Nuestros visitantes deben ser vistos como personas que buscan cumplir sueños.

Ser empresario es ya una meta bastante grande y difícil de cumplir. 

Ser empresario de turismo es todo un reto que solo pocos logran conquistar.

Ser empresario de turismo en Colombia es una locura; es transformarnos en una Oruga con la capacidad de digerir tantos problemas que se convertirán en experiencias.  El turismo es en Colombia una pequeña Célula la cual ha ido creciendo poco a poco y se fortalece gracias a la tenacidad y mucha locura de emprendedores que dejan volar su imaginación y arriesgan su patrimonio, tranquilidad y su zona de confort.  Es una vocación acompañada de muchos sueños, lalgo de locura, riesgo y un poco de Fé.

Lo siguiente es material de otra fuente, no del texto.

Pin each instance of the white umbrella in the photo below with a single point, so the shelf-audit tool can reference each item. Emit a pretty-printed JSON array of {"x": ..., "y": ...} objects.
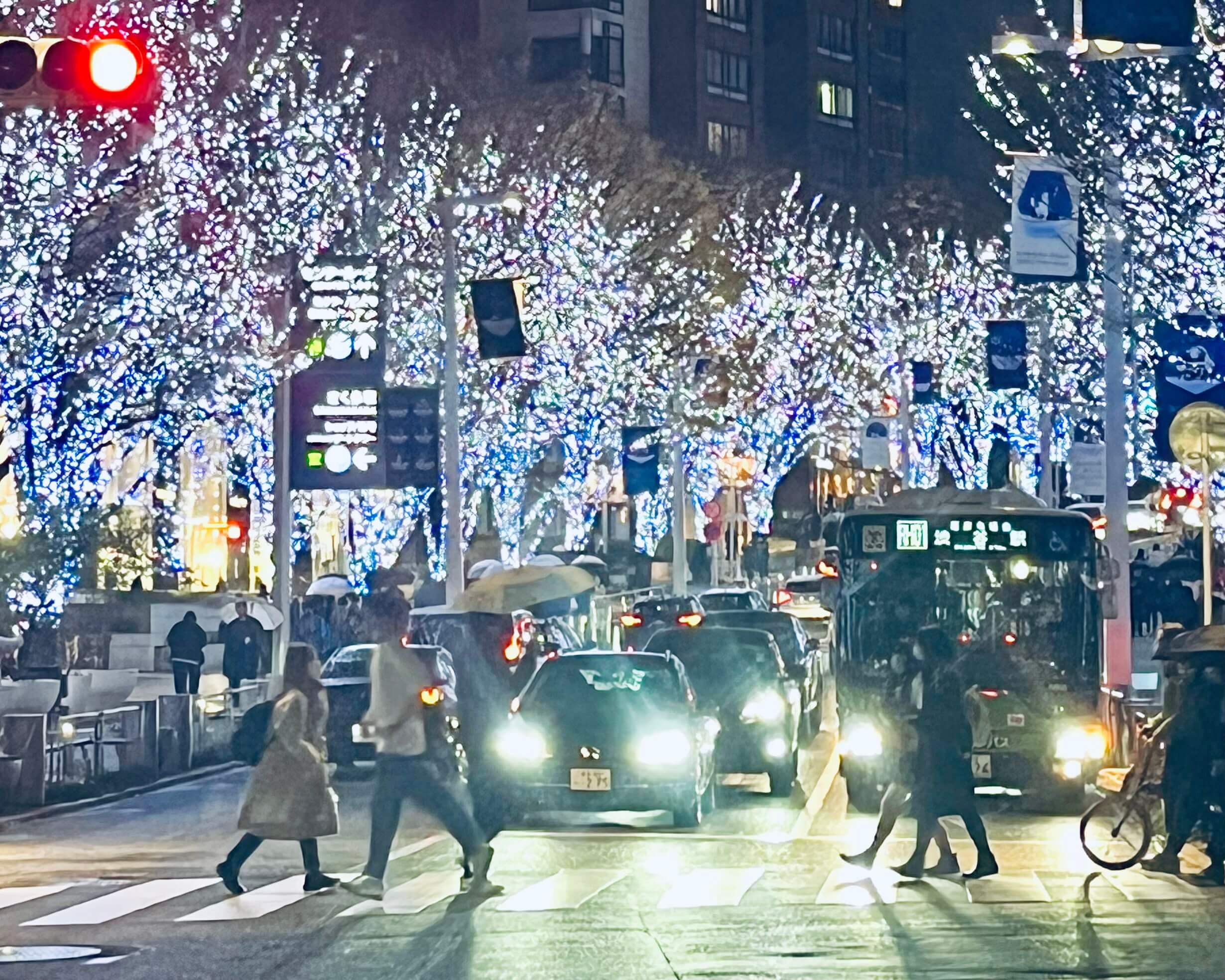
[
  {"x": 330, "y": 585},
  {"x": 483, "y": 568},
  {"x": 268, "y": 616}
]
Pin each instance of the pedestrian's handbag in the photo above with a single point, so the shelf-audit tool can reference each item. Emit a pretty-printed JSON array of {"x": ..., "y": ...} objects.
[{"x": 251, "y": 735}]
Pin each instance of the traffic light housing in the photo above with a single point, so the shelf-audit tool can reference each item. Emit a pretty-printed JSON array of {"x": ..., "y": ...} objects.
[{"x": 108, "y": 73}]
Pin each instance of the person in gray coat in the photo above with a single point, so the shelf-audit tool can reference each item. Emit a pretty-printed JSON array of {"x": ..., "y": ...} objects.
[{"x": 289, "y": 797}]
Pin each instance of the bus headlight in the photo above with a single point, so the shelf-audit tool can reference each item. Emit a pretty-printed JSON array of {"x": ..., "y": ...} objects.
[
  {"x": 520, "y": 742},
  {"x": 861, "y": 739},
  {"x": 765, "y": 706},
  {"x": 663, "y": 749},
  {"x": 1087, "y": 742}
]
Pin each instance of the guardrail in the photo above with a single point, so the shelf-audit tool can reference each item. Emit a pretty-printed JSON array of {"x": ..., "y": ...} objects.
[{"x": 57, "y": 758}]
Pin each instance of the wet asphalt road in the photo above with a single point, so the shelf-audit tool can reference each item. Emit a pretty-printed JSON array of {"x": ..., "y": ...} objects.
[{"x": 756, "y": 892}]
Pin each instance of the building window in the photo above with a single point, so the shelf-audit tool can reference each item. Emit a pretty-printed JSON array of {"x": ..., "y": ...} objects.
[
  {"x": 891, "y": 42},
  {"x": 727, "y": 75},
  {"x": 613, "y": 6},
  {"x": 733, "y": 14},
  {"x": 554, "y": 59},
  {"x": 729, "y": 142},
  {"x": 836, "y": 37},
  {"x": 837, "y": 103},
  {"x": 608, "y": 54}
]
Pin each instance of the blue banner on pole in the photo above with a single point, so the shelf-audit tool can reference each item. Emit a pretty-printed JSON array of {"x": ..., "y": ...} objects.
[{"x": 1192, "y": 370}]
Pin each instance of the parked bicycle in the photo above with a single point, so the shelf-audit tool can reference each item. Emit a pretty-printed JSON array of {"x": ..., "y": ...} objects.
[{"x": 1116, "y": 832}]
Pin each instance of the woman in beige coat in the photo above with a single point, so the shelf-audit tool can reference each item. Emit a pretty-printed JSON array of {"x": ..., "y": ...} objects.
[{"x": 288, "y": 797}]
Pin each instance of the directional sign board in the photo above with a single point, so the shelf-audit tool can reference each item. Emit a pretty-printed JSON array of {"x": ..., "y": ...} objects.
[
  {"x": 411, "y": 419},
  {"x": 344, "y": 304},
  {"x": 336, "y": 435}
]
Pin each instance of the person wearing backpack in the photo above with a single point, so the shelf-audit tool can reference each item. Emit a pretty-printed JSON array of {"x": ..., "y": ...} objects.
[{"x": 288, "y": 797}]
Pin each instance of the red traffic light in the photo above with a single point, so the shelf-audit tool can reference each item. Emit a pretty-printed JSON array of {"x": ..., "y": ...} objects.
[
  {"x": 116, "y": 65},
  {"x": 107, "y": 71}
]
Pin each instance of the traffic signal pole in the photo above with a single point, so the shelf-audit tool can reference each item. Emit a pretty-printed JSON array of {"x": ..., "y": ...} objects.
[{"x": 1117, "y": 316}]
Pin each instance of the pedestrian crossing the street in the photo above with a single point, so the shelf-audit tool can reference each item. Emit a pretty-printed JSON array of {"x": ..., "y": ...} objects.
[{"x": 32, "y": 909}]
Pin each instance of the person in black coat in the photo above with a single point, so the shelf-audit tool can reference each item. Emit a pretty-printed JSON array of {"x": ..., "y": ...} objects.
[
  {"x": 187, "y": 642},
  {"x": 241, "y": 637},
  {"x": 944, "y": 783}
]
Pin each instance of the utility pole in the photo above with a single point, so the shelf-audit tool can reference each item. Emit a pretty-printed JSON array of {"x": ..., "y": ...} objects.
[{"x": 1117, "y": 316}]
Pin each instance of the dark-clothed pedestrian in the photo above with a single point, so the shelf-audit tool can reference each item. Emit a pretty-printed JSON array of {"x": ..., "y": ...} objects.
[
  {"x": 288, "y": 797},
  {"x": 241, "y": 637},
  {"x": 897, "y": 797},
  {"x": 405, "y": 766},
  {"x": 944, "y": 781},
  {"x": 187, "y": 642},
  {"x": 1191, "y": 784}
]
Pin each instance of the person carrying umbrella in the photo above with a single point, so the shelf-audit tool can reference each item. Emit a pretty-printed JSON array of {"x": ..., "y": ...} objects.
[{"x": 241, "y": 638}]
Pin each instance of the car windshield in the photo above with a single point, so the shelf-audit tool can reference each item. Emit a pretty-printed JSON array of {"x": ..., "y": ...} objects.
[
  {"x": 721, "y": 662},
  {"x": 786, "y": 630},
  {"x": 720, "y": 602},
  {"x": 348, "y": 663},
  {"x": 608, "y": 689}
]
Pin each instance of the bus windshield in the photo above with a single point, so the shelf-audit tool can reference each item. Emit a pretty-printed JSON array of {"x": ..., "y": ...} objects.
[{"x": 1022, "y": 586}]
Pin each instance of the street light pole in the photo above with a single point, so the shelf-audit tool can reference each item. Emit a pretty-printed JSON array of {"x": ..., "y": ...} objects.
[
  {"x": 451, "y": 477},
  {"x": 1119, "y": 631}
]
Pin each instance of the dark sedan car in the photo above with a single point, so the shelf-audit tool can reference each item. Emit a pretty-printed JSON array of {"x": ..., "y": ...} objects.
[
  {"x": 739, "y": 677},
  {"x": 346, "y": 677},
  {"x": 601, "y": 732},
  {"x": 800, "y": 653}
]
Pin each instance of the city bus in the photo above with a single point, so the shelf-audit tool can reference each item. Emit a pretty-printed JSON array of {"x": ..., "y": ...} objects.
[{"x": 1016, "y": 587}]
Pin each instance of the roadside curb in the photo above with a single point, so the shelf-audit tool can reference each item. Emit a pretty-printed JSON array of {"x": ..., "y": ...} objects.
[{"x": 71, "y": 806}]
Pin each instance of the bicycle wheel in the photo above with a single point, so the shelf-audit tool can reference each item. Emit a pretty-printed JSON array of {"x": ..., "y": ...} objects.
[{"x": 1116, "y": 834}]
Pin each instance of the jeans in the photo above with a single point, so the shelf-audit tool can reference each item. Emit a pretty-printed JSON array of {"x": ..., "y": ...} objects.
[
  {"x": 417, "y": 778},
  {"x": 187, "y": 678},
  {"x": 249, "y": 843}
]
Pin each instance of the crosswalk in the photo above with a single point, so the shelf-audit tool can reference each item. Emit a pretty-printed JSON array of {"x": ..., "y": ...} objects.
[{"x": 32, "y": 909}]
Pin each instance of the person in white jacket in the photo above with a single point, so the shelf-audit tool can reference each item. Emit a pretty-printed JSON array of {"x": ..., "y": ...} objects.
[{"x": 396, "y": 722}]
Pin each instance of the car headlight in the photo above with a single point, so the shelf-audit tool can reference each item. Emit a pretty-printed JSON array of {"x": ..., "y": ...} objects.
[
  {"x": 521, "y": 742},
  {"x": 765, "y": 706},
  {"x": 663, "y": 749},
  {"x": 861, "y": 739},
  {"x": 1088, "y": 742}
]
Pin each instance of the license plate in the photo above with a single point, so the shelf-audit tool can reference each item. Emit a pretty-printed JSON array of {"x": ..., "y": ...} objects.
[{"x": 591, "y": 781}]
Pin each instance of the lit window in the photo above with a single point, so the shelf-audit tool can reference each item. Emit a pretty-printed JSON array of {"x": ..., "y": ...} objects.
[
  {"x": 733, "y": 14},
  {"x": 837, "y": 101},
  {"x": 729, "y": 142}
]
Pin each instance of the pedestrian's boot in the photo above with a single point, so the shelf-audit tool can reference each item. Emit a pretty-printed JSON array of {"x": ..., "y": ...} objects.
[
  {"x": 864, "y": 859},
  {"x": 1164, "y": 864},
  {"x": 228, "y": 874},
  {"x": 984, "y": 869},
  {"x": 481, "y": 861}
]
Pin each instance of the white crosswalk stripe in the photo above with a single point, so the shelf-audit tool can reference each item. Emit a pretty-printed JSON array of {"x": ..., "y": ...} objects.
[
  {"x": 566, "y": 890},
  {"x": 412, "y": 897},
  {"x": 257, "y": 903},
  {"x": 711, "y": 887},
  {"x": 125, "y": 902},
  {"x": 10, "y": 897}
]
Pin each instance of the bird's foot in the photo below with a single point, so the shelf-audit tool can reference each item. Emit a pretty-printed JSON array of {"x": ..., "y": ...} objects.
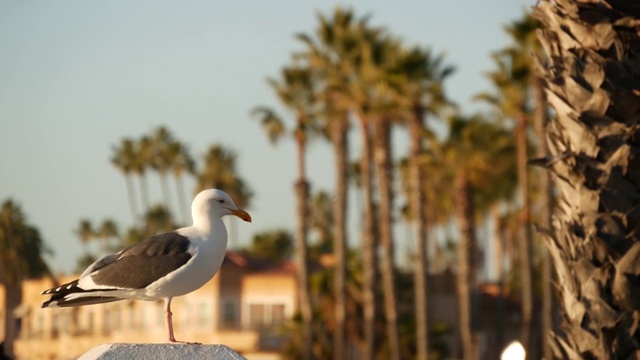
[{"x": 174, "y": 341}]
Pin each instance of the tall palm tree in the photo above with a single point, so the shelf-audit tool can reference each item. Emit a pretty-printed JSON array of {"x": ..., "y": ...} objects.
[
  {"x": 143, "y": 155},
  {"x": 511, "y": 80},
  {"x": 327, "y": 54},
  {"x": 124, "y": 158},
  {"x": 380, "y": 56},
  {"x": 162, "y": 159},
  {"x": 21, "y": 257},
  {"x": 182, "y": 164},
  {"x": 424, "y": 74},
  {"x": 478, "y": 155},
  {"x": 592, "y": 83},
  {"x": 296, "y": 91}
]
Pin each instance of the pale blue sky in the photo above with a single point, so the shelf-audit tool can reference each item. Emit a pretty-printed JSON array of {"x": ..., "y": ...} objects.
[{"x": 77, "y": 76}]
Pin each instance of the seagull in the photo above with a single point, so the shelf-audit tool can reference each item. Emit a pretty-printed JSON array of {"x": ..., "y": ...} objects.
[{"x": 161, "y": 267}]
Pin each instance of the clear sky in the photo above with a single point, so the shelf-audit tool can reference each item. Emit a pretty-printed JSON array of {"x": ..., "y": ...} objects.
[{"x": 77, "y": 76}]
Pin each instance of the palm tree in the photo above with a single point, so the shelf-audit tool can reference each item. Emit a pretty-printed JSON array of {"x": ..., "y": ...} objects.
[
  {"x": 162, "y": 158},
  {"x": 327, "y": 54},
  {"x": 274, "y": 244},
  {"x": 380, "y": 56},
  {"x": 182, "y": 163},
  {"x": 124, "y": 158},
  {"x": 478, "y": 155},
  {"x": 593, "y": 145},
  {"x": 296, "y": 91},
  {"x": 424, "y": 75},
  {"x": 512, "y": 79},
  {"x": 143, "y": 155},
  {"x": 21, "y": 257}
]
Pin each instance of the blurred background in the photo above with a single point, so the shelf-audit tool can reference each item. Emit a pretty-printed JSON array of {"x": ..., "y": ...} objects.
[{"x": 113, "y": 116}]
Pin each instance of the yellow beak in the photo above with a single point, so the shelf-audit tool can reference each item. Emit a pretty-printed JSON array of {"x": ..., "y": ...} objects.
[{"x": 241, "y": 214}]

No es para todos; aquellos que disfrutan de sus fines de semana en casa o quienes no permiten turnos mayores a ocho horas diarias y mucho menos quienes no estan dispuestos a aplazar sus vacaciones para temporadas bajas, nunca podrán llegar a ser profesionales del turismo.  Hablando de profesionales traigo a colación una frase que cada día es más reiterativa en las empresas ¨Hay que pasar de la fábrica de profesionales con títulos a seres humanos con propósito que puedan contribuir en su máxima capacidad¨.  

En nuestra amada Colombia, tierra del corazón de Jesus, del café de Juan, de la improvisación y desde lejos tierra del folclor; somos unos verracos a la hora de crear empresa y según cada soñador todas son buenas ideas y el negocio que transformara nuestras vidas.  Esta práctica hace que muchas de las iniciativas turisticas se transformen en casos exitosos, proyectos que inician con algo de romanticismo y un tanto de buenas ideas pero a las cuales les queda faltando una maduración del destino.  El turismo es todo un Universo que permite una expansión incalculable de oportunidades para explorar y un soñador rebelde puede renovar un destino si sabe aprovechar esas oportunidades y les adiciona un poco de ingenio y mucha dedicación. 

 Los hoteleros ya tenemos un Master en supervivencia debido a la cantidad de fenomenos que debemos enfrentar cada día y el COVID 19 se convierte en la prueba reina que debemos superar.  Esta es una prueba que nos hara graduar como emprendedores y en la cual cada soñador debe sacar lo mejor de su destino, de su personal, de su infraestructura y aplicarlo teniendo en cuenta siempre a nuestros visitantes; sin olvidar ser visionario y aplicar toda su creatividad.  Aunque la situación es compleja debido a que somos uno de los ultimos sectores en recuperarse, no podemos caer en pesimismos y por el contrario debemos recordar que ya eramos el segundo petróleo para nuestro país, estabamos en un ascenso constante. 

 Pero será este un problema mayor si continuamos en nuestra zona de confort?

Algunos pensaran que basta con programar tours, organizar viajes, continuar con los mismos habitos sin correr ningun riesgo.  Creo que debemos ponerle un poco de locura, ser más atrevidos, dejar volar nuestra imaginación como mariposas y valorar cualquier idea por loca y cursi que parezca.  No será fácil, pero que negocio no tiene riesgo y mucho trabajo a la hora de ser creado y luego posicionarlo y sostenerlo en el tiempo?

Lo anterior fortalece la idea de cómo algunos hoteleros podrán salir golpeados pero respirando luego de la crisis generada por el Covid 19, hoteles con verdaderos atractivos turísticos, en medio de comunidades emprendedoras, con apoyo a la conservación del medio ambiente y generando la debida importancia a los detalles que terminan por crear una mayor fidelización de nuestros visitantes y por ende la publicidad más efectiva y menos costosa como es el voz a voz.

Es una nueva era y debemos cambiar para poder sostenernos y ser cada día más fuertes ante las crisis.  Para poder resucitar debemos pensar primero en que prestamos servicios de alojamiento y recreación a seres húmanos, a personas que ahorran por mucho tiempo para cumplir un sueño en compañía de sus familias o amigos.  No debemos ser indiferentes y mucho menos mecanizados en medio del servicio.  El trato con nuestros visitantes y el crear nuevas experiencias serán factores que marcaran un destino y lo posicionarán.

Sea esta una invitación para integrar más al equipo de trabajo, para hacer planes turísticos que involucren a la comunidad y tener siempre presente que nuestros visitantes no son una tarjeta de crédito.